As people buy more electronic stuff, there's growing concern over hazardous electronic waste. A number of new companies are trying to keep that gear from fouling up landfills--and make a buck while doing it.
TechForward's spin on electronic recycling is getting consumers to think ahead and plan on returning their gadgets for resale.
The business model of the 3-year-old company, based in Los Angeles, is to sell consumers a buy-back deal at the point of sale. So when you buy a shiny new iPod or digital camera, you can plan on selling it back in two years.
TechForward has devised algorithms that figure out how much a product will be worth.
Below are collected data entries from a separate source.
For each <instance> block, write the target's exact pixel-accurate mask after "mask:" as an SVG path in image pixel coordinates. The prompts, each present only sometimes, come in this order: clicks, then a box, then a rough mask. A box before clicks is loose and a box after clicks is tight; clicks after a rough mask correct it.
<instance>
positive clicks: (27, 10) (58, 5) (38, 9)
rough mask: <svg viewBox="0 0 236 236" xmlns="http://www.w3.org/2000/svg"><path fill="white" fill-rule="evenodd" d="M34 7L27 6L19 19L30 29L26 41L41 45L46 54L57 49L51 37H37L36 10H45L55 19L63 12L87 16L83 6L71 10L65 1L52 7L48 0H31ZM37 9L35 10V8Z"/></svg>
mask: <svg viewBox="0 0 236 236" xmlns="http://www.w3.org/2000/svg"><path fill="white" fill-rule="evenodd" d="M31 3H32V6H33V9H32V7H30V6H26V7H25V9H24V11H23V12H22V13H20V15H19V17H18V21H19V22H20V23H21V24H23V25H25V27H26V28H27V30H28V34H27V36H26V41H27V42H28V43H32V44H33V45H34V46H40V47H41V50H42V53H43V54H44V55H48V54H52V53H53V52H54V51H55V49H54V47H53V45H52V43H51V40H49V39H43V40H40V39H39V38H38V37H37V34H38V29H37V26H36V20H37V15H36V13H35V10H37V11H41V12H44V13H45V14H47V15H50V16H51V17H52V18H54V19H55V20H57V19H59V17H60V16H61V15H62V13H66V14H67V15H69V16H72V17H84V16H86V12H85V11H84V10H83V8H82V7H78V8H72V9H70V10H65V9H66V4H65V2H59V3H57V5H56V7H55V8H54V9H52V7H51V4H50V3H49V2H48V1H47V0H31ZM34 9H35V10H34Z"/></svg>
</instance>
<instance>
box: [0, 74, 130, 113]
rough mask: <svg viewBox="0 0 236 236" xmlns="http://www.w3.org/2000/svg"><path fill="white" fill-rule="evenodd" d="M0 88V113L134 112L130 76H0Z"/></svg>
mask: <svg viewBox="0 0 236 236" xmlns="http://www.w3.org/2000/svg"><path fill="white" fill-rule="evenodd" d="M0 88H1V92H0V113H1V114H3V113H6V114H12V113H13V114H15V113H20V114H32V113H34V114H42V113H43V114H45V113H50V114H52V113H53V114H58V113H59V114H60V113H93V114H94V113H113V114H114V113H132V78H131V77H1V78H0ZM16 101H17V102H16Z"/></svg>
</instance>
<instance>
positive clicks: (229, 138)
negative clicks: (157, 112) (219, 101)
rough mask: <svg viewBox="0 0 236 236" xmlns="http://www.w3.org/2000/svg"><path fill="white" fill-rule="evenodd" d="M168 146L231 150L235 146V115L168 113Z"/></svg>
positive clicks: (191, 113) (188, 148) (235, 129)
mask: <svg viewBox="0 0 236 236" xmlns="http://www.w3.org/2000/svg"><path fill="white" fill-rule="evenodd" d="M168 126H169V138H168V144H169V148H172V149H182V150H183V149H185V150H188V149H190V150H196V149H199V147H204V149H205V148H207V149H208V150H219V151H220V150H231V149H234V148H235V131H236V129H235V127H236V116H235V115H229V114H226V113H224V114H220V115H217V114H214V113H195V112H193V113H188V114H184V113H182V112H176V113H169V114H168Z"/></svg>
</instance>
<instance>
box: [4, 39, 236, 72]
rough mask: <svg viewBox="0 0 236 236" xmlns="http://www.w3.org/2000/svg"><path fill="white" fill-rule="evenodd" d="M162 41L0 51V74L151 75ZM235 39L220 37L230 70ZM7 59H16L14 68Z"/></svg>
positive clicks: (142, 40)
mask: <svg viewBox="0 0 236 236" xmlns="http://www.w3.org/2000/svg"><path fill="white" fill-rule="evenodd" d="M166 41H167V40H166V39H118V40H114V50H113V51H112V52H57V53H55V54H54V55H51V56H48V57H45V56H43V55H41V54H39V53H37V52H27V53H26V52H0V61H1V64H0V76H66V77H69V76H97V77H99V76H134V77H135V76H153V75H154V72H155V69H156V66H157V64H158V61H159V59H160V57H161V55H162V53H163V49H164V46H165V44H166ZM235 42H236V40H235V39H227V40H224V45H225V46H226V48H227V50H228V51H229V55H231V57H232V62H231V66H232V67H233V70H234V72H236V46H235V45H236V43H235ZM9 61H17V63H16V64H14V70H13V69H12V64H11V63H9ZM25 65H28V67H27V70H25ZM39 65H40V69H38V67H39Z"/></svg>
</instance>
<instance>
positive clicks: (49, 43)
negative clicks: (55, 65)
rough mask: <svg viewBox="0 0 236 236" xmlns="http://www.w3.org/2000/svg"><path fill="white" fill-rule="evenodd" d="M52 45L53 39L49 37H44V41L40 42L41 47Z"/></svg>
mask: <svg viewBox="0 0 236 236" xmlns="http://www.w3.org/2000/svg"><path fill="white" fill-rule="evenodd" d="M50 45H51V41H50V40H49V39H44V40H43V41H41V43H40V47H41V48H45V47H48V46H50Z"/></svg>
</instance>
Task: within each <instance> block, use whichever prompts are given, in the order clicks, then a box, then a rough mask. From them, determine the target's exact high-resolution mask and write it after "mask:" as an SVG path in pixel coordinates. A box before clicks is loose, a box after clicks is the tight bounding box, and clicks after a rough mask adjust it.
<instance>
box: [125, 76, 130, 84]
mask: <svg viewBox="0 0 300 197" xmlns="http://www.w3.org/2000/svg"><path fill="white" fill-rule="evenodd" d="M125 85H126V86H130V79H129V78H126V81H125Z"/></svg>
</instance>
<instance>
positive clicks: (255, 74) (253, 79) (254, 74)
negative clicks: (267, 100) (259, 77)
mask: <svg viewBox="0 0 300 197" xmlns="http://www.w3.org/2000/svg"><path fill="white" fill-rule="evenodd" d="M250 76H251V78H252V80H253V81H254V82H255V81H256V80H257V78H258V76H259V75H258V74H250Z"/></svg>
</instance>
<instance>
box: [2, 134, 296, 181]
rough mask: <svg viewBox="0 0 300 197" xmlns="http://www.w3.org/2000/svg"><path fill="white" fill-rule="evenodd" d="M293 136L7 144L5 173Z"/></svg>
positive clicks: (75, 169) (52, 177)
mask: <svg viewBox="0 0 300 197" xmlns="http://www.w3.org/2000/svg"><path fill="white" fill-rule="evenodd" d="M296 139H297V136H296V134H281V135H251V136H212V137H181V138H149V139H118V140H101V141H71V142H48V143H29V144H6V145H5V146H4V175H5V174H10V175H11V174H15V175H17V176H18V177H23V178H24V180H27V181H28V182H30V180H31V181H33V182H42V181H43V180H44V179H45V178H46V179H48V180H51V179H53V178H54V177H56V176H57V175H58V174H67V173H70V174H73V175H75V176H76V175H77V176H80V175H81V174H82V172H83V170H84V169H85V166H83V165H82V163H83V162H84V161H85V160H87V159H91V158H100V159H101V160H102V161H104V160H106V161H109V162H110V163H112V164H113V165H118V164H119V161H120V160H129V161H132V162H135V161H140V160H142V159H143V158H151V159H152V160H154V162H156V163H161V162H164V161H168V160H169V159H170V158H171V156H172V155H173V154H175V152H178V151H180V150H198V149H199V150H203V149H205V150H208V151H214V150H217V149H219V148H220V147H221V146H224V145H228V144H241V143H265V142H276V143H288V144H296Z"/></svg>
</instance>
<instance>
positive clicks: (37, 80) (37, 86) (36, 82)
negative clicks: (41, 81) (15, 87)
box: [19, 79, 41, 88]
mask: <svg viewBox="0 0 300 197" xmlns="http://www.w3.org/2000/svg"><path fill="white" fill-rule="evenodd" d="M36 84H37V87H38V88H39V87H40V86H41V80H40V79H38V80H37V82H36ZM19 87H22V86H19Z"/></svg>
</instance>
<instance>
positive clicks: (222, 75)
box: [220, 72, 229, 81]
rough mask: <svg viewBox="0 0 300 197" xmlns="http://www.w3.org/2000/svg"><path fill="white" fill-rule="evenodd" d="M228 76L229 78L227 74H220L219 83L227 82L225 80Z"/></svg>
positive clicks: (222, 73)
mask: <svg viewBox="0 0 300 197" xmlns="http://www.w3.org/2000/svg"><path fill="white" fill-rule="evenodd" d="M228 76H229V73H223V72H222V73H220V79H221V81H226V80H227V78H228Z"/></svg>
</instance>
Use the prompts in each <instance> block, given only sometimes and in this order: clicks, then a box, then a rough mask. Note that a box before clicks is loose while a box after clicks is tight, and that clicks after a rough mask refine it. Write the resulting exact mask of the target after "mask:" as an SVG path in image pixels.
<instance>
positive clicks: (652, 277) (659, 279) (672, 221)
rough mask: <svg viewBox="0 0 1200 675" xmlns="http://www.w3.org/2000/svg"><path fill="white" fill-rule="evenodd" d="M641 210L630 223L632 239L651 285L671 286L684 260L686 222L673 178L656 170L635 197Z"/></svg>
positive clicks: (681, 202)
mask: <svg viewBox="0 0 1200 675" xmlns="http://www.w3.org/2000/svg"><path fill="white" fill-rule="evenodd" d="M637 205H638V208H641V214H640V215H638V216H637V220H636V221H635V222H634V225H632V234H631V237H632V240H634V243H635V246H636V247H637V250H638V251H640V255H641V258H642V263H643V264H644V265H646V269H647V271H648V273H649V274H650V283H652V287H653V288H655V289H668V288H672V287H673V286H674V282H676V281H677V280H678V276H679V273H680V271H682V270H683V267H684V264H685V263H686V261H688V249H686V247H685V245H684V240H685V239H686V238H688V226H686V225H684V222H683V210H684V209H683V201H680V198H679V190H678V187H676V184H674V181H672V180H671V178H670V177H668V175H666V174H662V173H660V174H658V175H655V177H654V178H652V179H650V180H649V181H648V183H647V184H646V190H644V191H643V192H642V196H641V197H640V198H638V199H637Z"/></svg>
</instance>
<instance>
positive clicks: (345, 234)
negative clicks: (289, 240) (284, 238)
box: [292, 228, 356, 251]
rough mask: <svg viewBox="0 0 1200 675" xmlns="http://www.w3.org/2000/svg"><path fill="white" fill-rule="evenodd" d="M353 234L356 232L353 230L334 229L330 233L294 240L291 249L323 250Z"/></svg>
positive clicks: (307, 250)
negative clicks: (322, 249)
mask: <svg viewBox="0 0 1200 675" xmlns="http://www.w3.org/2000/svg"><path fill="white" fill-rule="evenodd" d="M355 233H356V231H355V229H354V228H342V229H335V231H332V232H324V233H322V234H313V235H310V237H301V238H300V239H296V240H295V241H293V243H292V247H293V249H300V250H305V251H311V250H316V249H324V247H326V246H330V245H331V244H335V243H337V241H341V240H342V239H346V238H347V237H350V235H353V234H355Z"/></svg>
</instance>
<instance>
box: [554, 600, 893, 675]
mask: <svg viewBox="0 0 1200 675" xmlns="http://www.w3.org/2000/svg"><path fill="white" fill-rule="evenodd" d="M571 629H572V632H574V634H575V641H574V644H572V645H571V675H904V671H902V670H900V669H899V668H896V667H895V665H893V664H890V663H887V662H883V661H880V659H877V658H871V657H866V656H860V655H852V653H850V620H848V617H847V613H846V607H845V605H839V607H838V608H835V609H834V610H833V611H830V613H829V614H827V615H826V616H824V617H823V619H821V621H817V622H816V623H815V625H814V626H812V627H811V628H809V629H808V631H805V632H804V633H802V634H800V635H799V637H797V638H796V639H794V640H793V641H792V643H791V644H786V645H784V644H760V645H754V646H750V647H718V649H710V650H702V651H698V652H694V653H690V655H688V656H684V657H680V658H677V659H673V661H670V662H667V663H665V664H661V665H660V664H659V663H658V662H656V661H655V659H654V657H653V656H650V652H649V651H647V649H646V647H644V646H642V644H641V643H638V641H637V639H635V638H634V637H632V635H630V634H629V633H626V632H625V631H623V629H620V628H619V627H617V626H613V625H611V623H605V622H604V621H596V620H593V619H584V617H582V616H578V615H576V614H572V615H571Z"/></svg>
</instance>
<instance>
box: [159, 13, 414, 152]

A consumer can decide to sell something back sooner for more money as well.
It makes most sense for people who expect to upgrade to a newer model within a year or two and want to see these goods recycled.
"We saw an opportunity to help people be more environmentally responsible and still get the latest and greatest technology," said Jade Van Doren, the CEO.
If a product has no commercial value, then TechForward will recycle it in "an environmentally responsible way."
To make its buy-back service available to consumers as they purchase electronics, the company is planning on announcing a partnership with a large regional retailer and a national retailer in the next two months, Van Doren said.
The company has raised two rounds of venture funding in the past year and a half.
TechForward has also started a trade association called Ownership 2.0 with other companies based on subscription-based services or temporary ownership models, like temporarily owning textbooks.
The TechForward buy-back program--like the electronics repurchasing service Gazelle--relies on the assumption that most consumers are not comfortable selling their individual gadgets themselves on eBay.
Since it's trying to sell to purchasers of new products, TechForward will be reselling goods from its customers, rather than actually breaking them down into their component parts.
But extending the life of an electronic gadget, rather than having it lie in a drawer and eventually be thrown in the trash is a good outcome from an environmental point of view, said Van Doren and co-founder Marc Lebovitz who is vice president of operations.
Also, making money in recycling is difficult, which means that there aren't many businesses competing to offer ways to responsibly dispose of electronics.
"If you're just doing recycling, it's a tough business to be in for profit. You're not creating a tremendous amount of value and you're moving around heavy devices with (big) shipping costs," Lebovitz said.